This week’s question for Forbes magazine’s America’s Most Promising Companies initiative is as follows:
What is the single
most important element of any business partnership?
You will most likely spend more time with your business partners than
with anyone else – even your family. And it will be a relationship
that can be even more complicated to get out of than a marriage. Who you choose to be business partners with should be given as much consideration in a deal as what products you make or what markets you enter into.
Dysfunctional partnerships are a major source of business failure. They suck energy and time away from building the business. They can often lead to the break-up of perfectly good businesses.
That being said, I think that if I have to pick one element as the most important it would be that you and your partner(s) share the same values, aspirations, and vision for the new venture. This requires a careful and thoughtful discussion of critical business issues BEFORE the business is ever launched.

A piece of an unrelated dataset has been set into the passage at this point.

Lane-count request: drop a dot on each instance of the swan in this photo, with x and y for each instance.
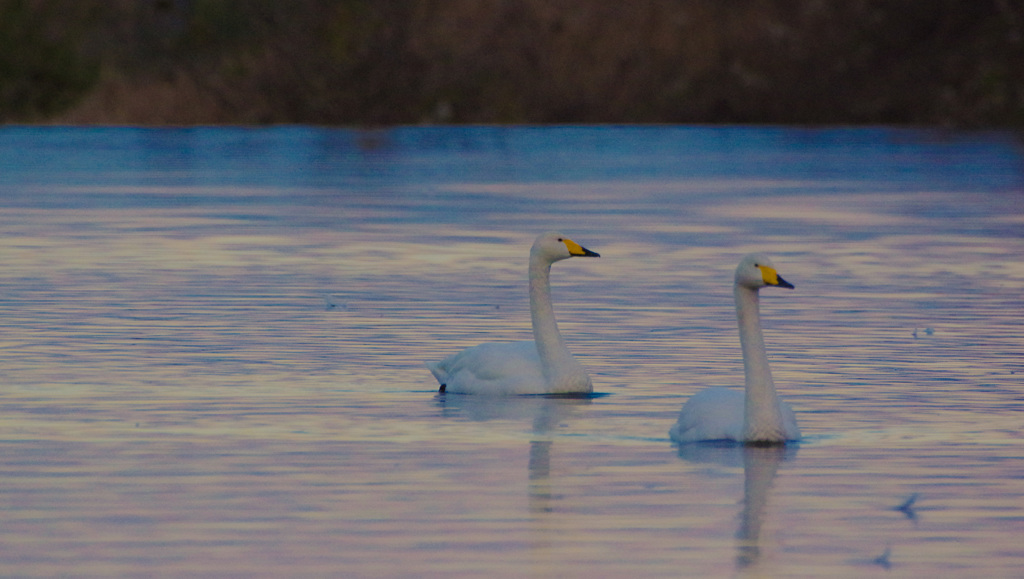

Work with your attorney to create a shareholder agreement before you officially incorporate. Just as marriages can fall apart on the honeymoon, business partnerships can fall apart before the first sale is ever made.
Here is just a sample of some of the issues you should discuss with potential business partners:
• Do you share the same vision for the business?
• Do you share the same aspirations for the business in terms of its size?
• Are you all going to make the same level of commitment of time to the business?
• What are your work habits and work ethic?
• How much time off to you plan to take each day, each week, each year?
• How much money will you put into the business? And how much do you expect to get out of it?
• Who will be the President of the company? What roles will the other partners play?
• How strong is everyone’s credit rating? Can all partners help to guarantee a loan, if necessary?
• What if one of you gets married and the new spouse gets a job offer in another city? Would you move away?
• How will employees, customers, suppliers, etc. all be treated?
Business partnerships can be a successful experience for everyone involved. But it takes open and honest communication and careful planning.
I would also add to the list of considerations the adage “He who has a partner, has a boss.”
I totally agree. When the left hand doesn’t know what the right hand is doing, things can get disastrous.
Another important factor to consider is the exit strategy and if you and your partner agree on how and when you desire to exit. It could get messy if a lucrative exit opportunity presents itself and one partner wants to sell and another wants to try to wait and sell for more later. A second opportunity may never present itself as well as it did the first time and that could create even more tension and resentment in the business.